Di Maria Scetta

Il 28 Marzo, a mezzanotte, su tutte le piattaforme di streaming musicale usciva “When we all fall aspleep, where do we go?”, album d’esordio di Billie Eilish Pirate Baird O’Connell, Billie Eilish per i fan.
Una settimana dopo i bardi bergamaschi per eccellenza, i Pinguini Tattici Nucleari, rilasciavano il loro primo album inciso con una major, Sony Music, intitolato “Verdura”.
Non sono più indie-pendenti, ma sono rimasti i soliti pinguini ultracitazionisti che volenti o nolenti danno un senso a quegli studi umanistici tanto denigrati nell’era dell’ingegneria quotando Shopenhauer e Danton e facendoci sentire un po’ più intelligenti perchè in grado di coglierle, menestrelli dalla piuma onesta, quel tanto da essere a volte brutali, ma in maniera bonaria. E poi c’è Billie, la rivelazione di quest’anno. In Italia si è fatta conoscere per “Bury a Friend”, ma all’estero era famosa già dai tempi di “Ocean Eyes”, album del 2016 in cui aveva solo tredici anni, quelli che quando ci pensi dici “caspita! E io a tredici anni che facevo? Ah, già! Giocavo a snake.”
Abbastanza agli antipodi, ma oltre alla vicinanza tra le date di release c’è un altro legame tra di loro: il tema del fallimento in campo sentimentale. Da un lato Billie con la sua “Wish you were gay”, dall’altro “Sashimi” dedicata da Zanotti al suo susharo di fiducia, entrambe le canzoni nella categoria “secondo singolo estratto da” per i rispettivi album.

La prima, melodia descritta dai critici come bare-boned, ovvero ridotta all’osso, fa risaltare la voce di Billie a tratti un sussurro a tratti invece dura, frustrata, come quando chiede direttamente al ragazzo che l’ha rifiutata “How am I supposed to make you feel okay? If all you do is walk the other way.” A rendere geniale la canzone è proprio la frase contenuta nel titolo: “Wish you were gay” ovvero “spero che tu sia gay”, un’affermazione che ha generato non poche critiche, a mio parere molto sterili, da parte della comunità LGBTQIA+. Infatti, come la stessa Billie Eilish ha affermato in seguito alla shitstorm lei non intendeva diffondere il messaggio che dare del gay a qualcuno sia un insulto, voleva semplicemente sottolineare che è più facile superare un due di picche se si scopre di non essere l’orientamento sessuale preferito della nostra crush (“preferred sexual orientation” per citare il testo) e non è forse così?
“Sashimi”, tra le sempre presenti citazioni musicali e non – Daft punk e The Rasmus le principali – inserisce il racconto di Gianpiero e della fine della sua storia d’amore, prima attribuita all’Erasmus, poi al destino, in una sorta di rivendicazione nei confronti dell’ex. Motivetto allegro, testo che cerca di non prendersi sul serio, ma un tema che di allegro ha poco. Il cameriere del Sushiko, qui in veste di consigliere sentimentale, consiglia agli ascoltatori di riprendersi in mano la propria vita e non esagerare con sushi, perché non c’è nulla di sbagliato nell’essere tristi, ma “bene non ti fa” ingozzarsi di gyoza e sashimi tutte le sere; né al corpo, né alla mente. Un consiglio che tutti dovrebbero sentire, ma pochi hanno il coraggio di dare per paura di offendere.

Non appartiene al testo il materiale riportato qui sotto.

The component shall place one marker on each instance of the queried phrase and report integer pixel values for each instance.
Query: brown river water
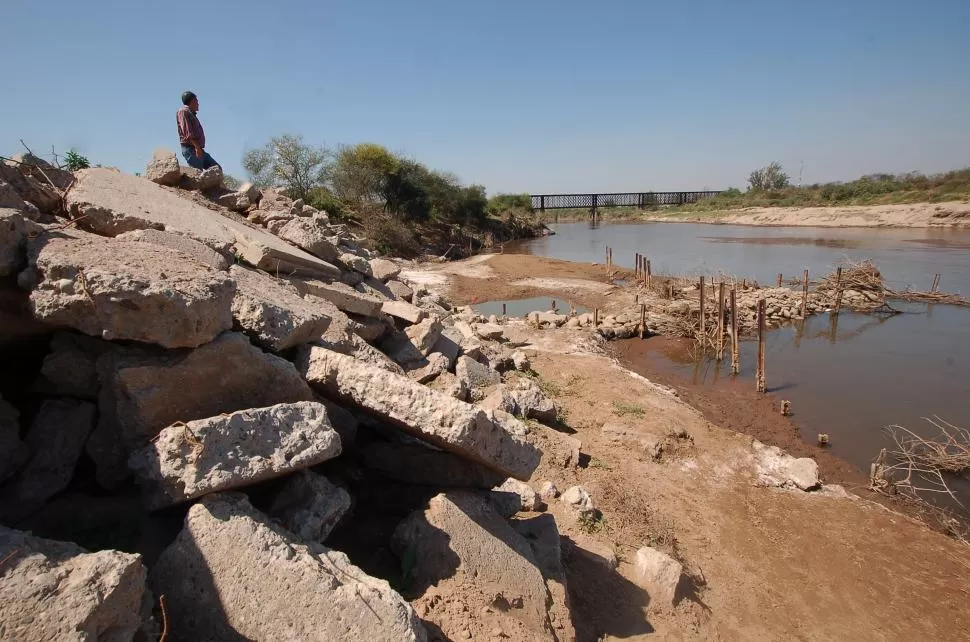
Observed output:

Entrambe le canzoni sono state in grado di mettere nero su bianco parole che quasi nessuno ha il fegato di esprimere, ma tutti pensano: che è sbagliato rifugiarsi nel cibo e abbrutirsi; che tutti, in fondo, vorremmo scoprire che il ragazzo o la ragazza che ci ha friendzonati/rifiutati si riveli essere omosessuale, perché significherebbe che non abbiamo niente che non va, che è una semplice questione di orientamento sessuale.

Lei una base lenta e triste che fa presagire un magone imminente se ne esce con frasi tipo “I wish you were gay” che per quanto possa essere triste essere rifiutati a me ha fatto sorridere, per l’onesta e per la rarità con cui si sentono frasi del genere che in tanti pensano e vi sfido a sostenere che non sia così. I Pinguini, indie, non più indie, ma sempre indie, con un motivetto simpatico a consigliarci di andarci piano col sashimi. Dove sta la verità? Probabilmente da entrambe le parti.